Other news is that i have ordered the urine test “for ME” (see previous post) and am stopping taking Kefir from now until it arrives as probiotics can apparently affect the results… so we shall see if i have ME ha ha ha.

Getting excited about next week now! I have been working hard preparing my blog for ME Awareness Day (/week/month) on 12th May and am really looking forward to reading what others will be writing. I may have to post a little early (spread the fun out, i say). I have been reading all the posts on the ME Awareness Blog about all the things people all over the world are getting involved in to mark the occasion and feeling the sense of collective action… I also contacted my local ME group who are organising tea parties to say i want to attend/help out at one (as i don’t think i can host one myself) and they said they will let me know if something suitable comes up – so maybe i will meet some new folk too!

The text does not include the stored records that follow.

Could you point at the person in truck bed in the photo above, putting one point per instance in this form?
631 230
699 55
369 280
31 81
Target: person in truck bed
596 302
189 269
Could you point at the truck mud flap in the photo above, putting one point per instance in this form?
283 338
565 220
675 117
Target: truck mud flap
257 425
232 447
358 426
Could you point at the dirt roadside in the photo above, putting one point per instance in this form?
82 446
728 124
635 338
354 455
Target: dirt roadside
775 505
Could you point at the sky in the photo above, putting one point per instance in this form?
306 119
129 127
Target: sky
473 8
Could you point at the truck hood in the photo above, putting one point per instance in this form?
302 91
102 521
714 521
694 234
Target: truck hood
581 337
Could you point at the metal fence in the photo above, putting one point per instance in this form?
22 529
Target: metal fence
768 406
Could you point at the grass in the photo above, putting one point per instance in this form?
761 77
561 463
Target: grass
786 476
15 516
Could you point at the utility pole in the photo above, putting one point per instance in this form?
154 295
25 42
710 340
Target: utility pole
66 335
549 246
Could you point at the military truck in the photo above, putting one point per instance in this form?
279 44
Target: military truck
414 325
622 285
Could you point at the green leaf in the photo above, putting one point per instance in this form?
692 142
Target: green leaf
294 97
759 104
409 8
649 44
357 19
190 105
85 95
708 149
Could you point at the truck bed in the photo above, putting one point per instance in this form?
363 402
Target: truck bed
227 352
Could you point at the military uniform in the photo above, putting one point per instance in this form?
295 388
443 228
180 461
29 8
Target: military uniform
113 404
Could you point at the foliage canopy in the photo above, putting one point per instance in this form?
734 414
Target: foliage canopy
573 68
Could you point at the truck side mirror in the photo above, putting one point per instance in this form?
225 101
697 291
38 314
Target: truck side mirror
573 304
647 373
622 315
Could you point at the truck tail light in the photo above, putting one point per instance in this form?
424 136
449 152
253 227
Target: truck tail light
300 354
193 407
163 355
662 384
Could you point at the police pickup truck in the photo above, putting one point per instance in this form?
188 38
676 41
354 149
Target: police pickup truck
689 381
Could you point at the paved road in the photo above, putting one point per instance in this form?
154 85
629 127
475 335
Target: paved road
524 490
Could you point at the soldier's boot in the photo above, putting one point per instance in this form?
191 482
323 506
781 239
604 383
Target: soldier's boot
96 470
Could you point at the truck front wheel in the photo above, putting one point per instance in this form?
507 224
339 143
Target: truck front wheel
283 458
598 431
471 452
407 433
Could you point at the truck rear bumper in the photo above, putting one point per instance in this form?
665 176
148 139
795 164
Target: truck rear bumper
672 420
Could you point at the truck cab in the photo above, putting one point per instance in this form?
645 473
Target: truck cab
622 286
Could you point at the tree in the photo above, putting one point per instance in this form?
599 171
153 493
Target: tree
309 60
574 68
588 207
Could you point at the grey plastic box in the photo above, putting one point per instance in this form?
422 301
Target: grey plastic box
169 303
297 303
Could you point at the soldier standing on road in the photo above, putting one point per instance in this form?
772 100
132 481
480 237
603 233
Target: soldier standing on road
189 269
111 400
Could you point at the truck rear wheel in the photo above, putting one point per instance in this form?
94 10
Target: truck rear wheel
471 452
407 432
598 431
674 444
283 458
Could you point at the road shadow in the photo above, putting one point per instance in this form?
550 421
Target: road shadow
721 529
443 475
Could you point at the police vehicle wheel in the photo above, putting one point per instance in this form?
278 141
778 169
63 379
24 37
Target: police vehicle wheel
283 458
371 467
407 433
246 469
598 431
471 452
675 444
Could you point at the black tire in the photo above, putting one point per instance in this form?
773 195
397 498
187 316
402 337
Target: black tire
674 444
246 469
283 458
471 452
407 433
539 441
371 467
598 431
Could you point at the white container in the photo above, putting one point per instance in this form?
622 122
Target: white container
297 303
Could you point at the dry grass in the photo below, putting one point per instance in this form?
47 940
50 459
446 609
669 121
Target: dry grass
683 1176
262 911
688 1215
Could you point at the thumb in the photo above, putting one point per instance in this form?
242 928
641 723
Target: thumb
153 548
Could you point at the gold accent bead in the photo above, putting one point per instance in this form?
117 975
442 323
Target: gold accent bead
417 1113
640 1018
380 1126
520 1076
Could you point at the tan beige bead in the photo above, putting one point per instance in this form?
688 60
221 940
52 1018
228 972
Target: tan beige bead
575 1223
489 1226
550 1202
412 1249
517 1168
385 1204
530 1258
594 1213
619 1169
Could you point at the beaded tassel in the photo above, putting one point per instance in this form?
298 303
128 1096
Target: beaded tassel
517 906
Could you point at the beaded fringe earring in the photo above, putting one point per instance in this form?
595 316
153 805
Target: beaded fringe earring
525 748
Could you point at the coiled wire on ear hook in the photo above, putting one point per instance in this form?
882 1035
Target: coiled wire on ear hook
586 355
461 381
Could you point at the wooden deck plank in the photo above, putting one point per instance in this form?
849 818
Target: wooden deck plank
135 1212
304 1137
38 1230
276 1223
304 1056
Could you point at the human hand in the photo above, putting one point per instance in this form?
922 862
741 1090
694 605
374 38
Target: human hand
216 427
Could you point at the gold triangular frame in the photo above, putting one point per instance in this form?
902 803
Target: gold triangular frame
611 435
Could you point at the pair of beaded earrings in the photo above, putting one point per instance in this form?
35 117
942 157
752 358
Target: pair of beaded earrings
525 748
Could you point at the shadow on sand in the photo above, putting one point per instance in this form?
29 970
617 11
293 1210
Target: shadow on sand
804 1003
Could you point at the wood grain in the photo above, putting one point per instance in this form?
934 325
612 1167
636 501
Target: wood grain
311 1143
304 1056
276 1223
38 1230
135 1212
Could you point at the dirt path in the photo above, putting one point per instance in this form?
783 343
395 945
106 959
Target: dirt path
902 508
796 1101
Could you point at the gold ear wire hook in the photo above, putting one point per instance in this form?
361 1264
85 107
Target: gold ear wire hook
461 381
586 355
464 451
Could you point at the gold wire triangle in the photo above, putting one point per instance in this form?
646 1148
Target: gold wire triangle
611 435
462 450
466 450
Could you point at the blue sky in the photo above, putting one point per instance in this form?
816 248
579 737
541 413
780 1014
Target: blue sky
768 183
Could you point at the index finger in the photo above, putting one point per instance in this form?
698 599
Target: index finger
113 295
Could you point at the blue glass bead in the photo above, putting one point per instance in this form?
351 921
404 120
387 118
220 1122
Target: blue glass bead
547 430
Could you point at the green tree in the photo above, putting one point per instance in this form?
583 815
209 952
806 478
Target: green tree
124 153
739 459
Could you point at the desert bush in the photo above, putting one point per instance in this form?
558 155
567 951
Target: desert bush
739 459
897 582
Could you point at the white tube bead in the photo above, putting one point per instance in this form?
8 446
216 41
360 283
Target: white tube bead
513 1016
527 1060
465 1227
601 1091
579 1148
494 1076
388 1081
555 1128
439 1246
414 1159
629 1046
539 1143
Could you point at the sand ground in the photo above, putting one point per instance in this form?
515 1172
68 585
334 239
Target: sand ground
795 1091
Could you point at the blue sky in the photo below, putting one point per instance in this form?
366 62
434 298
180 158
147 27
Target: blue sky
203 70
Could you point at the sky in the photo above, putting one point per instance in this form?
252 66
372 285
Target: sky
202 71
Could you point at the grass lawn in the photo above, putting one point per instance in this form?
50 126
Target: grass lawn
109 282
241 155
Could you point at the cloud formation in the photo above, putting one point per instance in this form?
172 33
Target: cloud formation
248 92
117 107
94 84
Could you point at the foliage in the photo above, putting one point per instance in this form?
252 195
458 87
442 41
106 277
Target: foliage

My diet for my IBS is going well. Things have continued to be calm and free of drama, except for a blip last Friday, so a couple of days ago i ate some cheese, and today i introduced some wheat flour (pancakes!). So far so good, but don’t want to speak too soon. I know i cannot tolerate large quantities of bread, and pastry and things like pizza base often really upset me, also, oats seemed to cause 4 days of upset the other week… but i think if the pancakes don’t have a noticable reaction when i have been gluten free for some time, then maybe it’s not something i need to worry about too much and i can just carry on eating wheat/gluten in small amounts. I think the main reason things are so much better is the reduction of fibre, and not eating raw fruit & salads (which is also to the same end) but while i am on i thought i would try to find out if i was overly sensitive to likely culprits, I am hoping not!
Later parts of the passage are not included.